Mercer has also identified misconduct as one of the top five people risks, emphasizing that people risks are also financial risks. Since workplace misconduct risks can double under organizational stress or economic uncertainty, understanding these behaviors proactively enables organizations to identify and mitigate the root causes of misconduct, promoting healthier and more resilient workplace cultures.
The rise in workplace misconduct also highlights a shift from mere acceptance to active advocacy. Common warning signs include trolling, online harassment, intolerance, and inappropriate behavior, which a solid résumé or positive interview may mask. As noted by Harvard Business Review, interviews are imperfect predictors of job performance, frequently failing to capture soft skills or cultural fit.
These findings underscore the importance of proactive investment in behavioral signals solutions to mitigate legal exposure and compliance risks.
Filling Gaps Left by Traditional Hiring Methods
As behavioral insights become more robust, they will become increasingly accurate at uncovering nuanced traits, such as interpersonal skills, decision-making, and alignment with organizational values. In contrast to traditional methods, proactively identifying warning signs of misconduct through business intelligence enables organizations to prevent widespread cultural erosion before it begins and ensure peace of mind.
By screening for personality traits and behavioral flags, these insights give hiring teams objective, data-backed evidence of whether a candidate may pose a threat to workplace safety, brand reputation, or team cohesion. This shifts hiring decisions away from personal intuition and towards evidence-based judgment.

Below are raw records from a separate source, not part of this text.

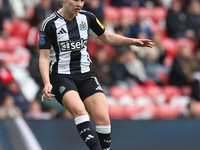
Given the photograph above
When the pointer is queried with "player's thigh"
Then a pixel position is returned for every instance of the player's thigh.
(97, 107)
(73, 103)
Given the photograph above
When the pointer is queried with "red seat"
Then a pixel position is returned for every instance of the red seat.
(2, 45)
(158, 14)
(145, 12)
(186, 90)
(154, 91)
(115, 111)
(165, 111)
(14, 42)
(182, 41)
(129, 111)
(128, 12)
(171, 46)
(20, 29)
(171, 91)
(163, 76)
(136, 91)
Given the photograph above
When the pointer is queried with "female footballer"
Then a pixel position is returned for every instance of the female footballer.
(65, 67)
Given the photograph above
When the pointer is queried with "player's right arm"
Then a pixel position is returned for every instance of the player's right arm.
(44, 70)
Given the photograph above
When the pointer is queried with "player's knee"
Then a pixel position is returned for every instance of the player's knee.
(102, 119)
(78, 112)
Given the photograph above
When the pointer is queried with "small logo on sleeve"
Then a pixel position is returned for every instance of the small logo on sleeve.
(62, 89)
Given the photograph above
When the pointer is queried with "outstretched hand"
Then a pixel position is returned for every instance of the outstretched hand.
(47, 92)
(143, 43)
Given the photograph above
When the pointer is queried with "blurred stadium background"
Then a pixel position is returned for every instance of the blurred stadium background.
(154, 99)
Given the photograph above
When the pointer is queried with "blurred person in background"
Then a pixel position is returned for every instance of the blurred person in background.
(119, 73)
(35, 111)
(135, 66)
(176, 20)
(141, 25)
(42, 10)
(95, 7)
(19, 99)
(193, 19)
(195, 94)
(183, 68)
(101, 68)
(63, 44)
(8, 109)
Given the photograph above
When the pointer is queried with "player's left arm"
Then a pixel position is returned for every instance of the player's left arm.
(118, 40)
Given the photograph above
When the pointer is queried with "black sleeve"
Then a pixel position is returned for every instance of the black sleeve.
(96, 27)
(45, 36)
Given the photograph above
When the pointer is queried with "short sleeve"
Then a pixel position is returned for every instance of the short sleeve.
(45, 36)
(96, 28)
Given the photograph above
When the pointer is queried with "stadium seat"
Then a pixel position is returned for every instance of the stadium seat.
(128, 12)
(136, 91)
(158, 14)
(191, 43)
(118, 91)
(197, 108)
(7, 25)
(2, 45)
(13, 42)
(115, 111)
(112, 13)
(20, 29)
(186, 90)
(163, 76)
(146, 12)
(129, 111)
(171, 46)
(165, 111)
(154, 91)
(171, 91)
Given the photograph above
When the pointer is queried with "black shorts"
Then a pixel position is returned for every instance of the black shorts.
(86, 84)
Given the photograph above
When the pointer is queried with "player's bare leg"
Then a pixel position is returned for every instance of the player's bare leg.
(75, 106)
(97, 107)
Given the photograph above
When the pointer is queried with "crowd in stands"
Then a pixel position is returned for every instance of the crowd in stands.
(140, 83)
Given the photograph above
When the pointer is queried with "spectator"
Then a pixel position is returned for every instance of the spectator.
(95, 7)
(193, 19)
(141, 25)
(119, 73)
(151, 68)
(101, 67)
(42, 10)
(135, 66)
(176, 20)
(35, 111)
(19, 99)
(8, 108)
(183, 68)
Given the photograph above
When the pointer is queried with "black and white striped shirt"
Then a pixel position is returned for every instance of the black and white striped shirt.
(67, 41)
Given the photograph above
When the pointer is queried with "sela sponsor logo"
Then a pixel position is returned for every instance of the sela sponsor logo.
(62, 31)
(83, 26)
(62, 88)
(84, 130)
(106, 148)
(89, 137)
(107, 141)
(73, 45)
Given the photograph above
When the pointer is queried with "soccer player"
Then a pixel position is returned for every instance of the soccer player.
(65, 67)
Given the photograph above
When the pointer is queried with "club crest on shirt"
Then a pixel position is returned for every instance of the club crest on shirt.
(83, 26)
(62, 88)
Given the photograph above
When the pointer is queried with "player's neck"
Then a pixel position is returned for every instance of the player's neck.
(66, 14)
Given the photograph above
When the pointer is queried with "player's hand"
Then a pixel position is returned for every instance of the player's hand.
(47, 92)
(143, 43)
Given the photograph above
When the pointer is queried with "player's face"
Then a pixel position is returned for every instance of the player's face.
(73, 6)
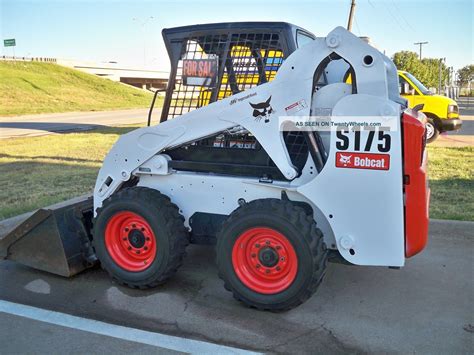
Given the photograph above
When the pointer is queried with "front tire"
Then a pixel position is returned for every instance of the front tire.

Ethical and Compliant AI Screening
As organizations turn to behavioral insights in hiring, they must prioritize compliance, ethics, and transparency to ensure a robust hiring process. Compliant data handling is necessary to avoid potential discrimination, privacy violations, and negligence issues in online screenings. Today, nearly three-quarters of employers conduct web searches on candidates that are often not compliant, potentially exposing the employer to legal action.
Businesses using a customizable, configurable third-party screening provider like Fama benefit from their partner’s status as a consumer reporting agency under the Fair Credit Reporting Act (FCRA). This means that Protected Class Information, such as race, gender, age, and religion, from screenings and analyses is omitted from searches to protect employers from compliance issues while maintaining fairness based solely on the relevant criteria for candidate evaluations.
Fama also encourages clients to establish clear internal policies with agreed-upon codes of conduct and provide ongoing training, ensuring that teams use behavioral insights thoughtfully, legally, and without bias. This way, although it provides insights, the employer remains in the driver’s seat when it comes to determining what constitutes good or bad behavior and what harms or benefits their business.
Final Thoughts
In an era where company culture can go viral for all of the wrong reasons, the ability to identify misconduct before Day One is a competitive advantage. For these reasons, I believe behavioral intelligence is set to permanently change how candidates are found, vetted, and hired.
All of this is not to say that AI and behavioral intelligence should replace human decision-making in hiring, however. While AI can automate repetitive administrative HR tasks and help comb through data, human judgment remains essential for managing biases, ethics, and nuanced insights, and should remain the bedrock of the hiring and HR space.